WRITER/DIRECTOR ARTISTIC STATEMENT
The genesis of this project is our short film, “Darcine’s Day,” which screened at 92 U.S. and international film festivals, on five continents, and has been translated into Spanish, German, Greek, Italian, and Portuguese. It has received significant critical acclaim, including recognition by the SAG-AFTRA Foundation for Excellence in Filmmaking (2025), and has won over 36 festival awards, including Best Writing, Best Director, Best Film, and Best Drama.
And audiences everywhere asked us: “What’s next for Darcine? I hope she makes it.”
“DARCINE’S YEAR” addresses issues of housing inequity, the challenging job market, the high cost of living, and homelessness.

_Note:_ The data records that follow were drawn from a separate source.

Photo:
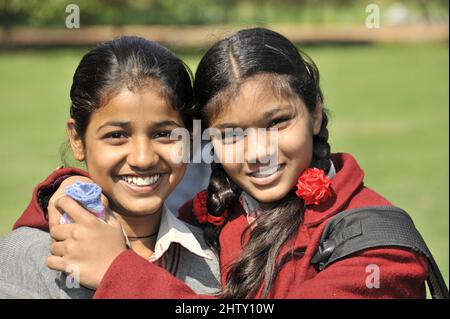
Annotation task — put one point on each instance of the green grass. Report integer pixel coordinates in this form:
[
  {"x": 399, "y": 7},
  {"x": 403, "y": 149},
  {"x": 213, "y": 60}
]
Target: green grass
[{"x": 388, "y": 105}]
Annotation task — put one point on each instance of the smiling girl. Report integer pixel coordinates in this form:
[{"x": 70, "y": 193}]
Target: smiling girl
[
  {"x": 265, "y": 220},
  {"x": 126, "y": 98}
]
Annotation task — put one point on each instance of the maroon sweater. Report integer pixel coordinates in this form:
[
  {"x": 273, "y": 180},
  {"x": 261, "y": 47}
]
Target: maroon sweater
[{"x": 402, "y": 272}]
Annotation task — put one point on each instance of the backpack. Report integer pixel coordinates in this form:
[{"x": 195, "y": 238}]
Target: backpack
[{"x": 370, "y": 227}]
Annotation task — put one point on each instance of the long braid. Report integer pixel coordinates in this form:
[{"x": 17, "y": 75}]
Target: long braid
[{"x": 220, "y": 73}]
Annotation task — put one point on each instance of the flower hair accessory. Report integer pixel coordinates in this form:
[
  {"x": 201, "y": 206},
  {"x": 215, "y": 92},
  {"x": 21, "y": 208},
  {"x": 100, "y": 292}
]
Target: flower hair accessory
[
  {"x": 313, "y": 186},
  {"x": 201, "y": 211}
]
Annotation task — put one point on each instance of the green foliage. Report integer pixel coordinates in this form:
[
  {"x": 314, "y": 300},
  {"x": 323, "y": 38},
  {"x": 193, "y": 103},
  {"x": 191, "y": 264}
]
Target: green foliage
[
  {"x": 389, "y": 107},
  {"x": 176, "y": 12}
]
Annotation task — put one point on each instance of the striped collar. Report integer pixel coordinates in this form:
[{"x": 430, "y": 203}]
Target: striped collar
[{"x": 252, "y": 207}]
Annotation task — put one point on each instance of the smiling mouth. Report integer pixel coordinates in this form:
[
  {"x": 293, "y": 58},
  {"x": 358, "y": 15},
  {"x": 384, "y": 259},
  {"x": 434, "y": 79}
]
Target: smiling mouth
[
  {"x": 264, "y": 172},
  {"x": 141, "y": 181}
]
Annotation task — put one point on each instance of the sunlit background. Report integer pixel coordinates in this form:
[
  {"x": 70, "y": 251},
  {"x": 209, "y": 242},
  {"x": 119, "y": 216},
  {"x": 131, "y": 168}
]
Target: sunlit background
[{"x": 384, "y": 71}]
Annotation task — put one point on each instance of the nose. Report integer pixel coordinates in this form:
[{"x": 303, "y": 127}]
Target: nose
[
  {"x": 261, "y": 147},
  {"x": 142, "y": 155}
]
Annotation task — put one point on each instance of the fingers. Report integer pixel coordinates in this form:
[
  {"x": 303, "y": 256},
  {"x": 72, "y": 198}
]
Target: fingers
[
  {"x": 54, "y": 215},
  {"x": 105, "y": 201},
  {"x": 58, "y": 249},
  {"x": 62, "y": 232},
  {"x": 78, "y": 213}
]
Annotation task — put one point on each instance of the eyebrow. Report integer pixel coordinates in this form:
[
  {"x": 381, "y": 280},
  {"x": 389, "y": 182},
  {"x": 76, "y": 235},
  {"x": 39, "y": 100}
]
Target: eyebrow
[
  {"x": 127, "y": 124},
  {"x": 268, "y": 114},
  {"x": 114, "y": 123}
]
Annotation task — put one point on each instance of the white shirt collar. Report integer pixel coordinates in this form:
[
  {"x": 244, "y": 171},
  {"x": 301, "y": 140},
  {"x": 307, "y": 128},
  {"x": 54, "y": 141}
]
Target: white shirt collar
[
  {"x": 251, "y": 205},
  {"x": 173, "y": 230}
]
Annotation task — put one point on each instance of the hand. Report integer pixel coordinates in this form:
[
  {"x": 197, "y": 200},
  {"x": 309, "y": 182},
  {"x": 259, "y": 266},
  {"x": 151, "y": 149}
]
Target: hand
[
  {"x": 89, "y": 245},
  {"x": 54, "y": 215}
]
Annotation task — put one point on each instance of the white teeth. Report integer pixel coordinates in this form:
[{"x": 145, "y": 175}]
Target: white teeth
[{"x": 141, "y": 181}]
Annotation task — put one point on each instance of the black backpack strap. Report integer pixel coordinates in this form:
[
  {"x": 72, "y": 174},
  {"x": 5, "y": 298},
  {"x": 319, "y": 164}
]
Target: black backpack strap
[{"x": 378, "y": 226}]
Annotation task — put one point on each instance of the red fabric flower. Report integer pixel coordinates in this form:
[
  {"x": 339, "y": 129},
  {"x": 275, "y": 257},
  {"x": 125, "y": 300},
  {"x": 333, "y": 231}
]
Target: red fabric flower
[
  {"x": 201, "y": 211},
  {"x": 313, "y": 186}
]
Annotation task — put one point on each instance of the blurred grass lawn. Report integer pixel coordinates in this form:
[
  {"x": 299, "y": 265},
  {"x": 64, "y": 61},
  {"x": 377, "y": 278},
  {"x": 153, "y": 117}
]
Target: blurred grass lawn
[{"x": 389, "y": 107}]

I have not experienced homelessness myself. But I have experienced the instinct to judge people who are struggling—the quick story we tell ourselves about “those people” on the corner, in public housing, in line for assistance. I’ve recognized bigotry, prejudice, and quiet condemnation in myself, and that realization is a big part of why I want to make this film. “DARCINE’S YEAR” is my attempt to turn that gaze back on us: the housed, the comfortable, the people who assume that losing everything only happens to someone fundamentally different from us.
“Darcine” is not an issue or a symbol; she’s someone who could be your coworker, your neighbor, your aunt. She begins as the person who would have judged “the homeless” from a distance, and over the course of the film, she becomes one of the people she used to look away from. Her slide toward homelessness isn’t about weakness. It’s about grief, bad luck, and the systems that are supposed to help. The film is honest about those realities, but it is never interested in punishing her. My job as a director is to stay on her side—even when she can’t—and invite the audience to do the same.
This film sits alongside Moonlight, Nomadland, and The Dallas Buyers Club: intimate, naturalistic, rooted in faces and real locations. We start with warm, composed suburban images, illustrating stability. But as Darcine’s life unravels, the camera loosens. We move into cooler, harsher palettes of public housing and institutions; nights in the car lit by streetlights and neon. The closer she gets to losing everything, the closer we come to her face.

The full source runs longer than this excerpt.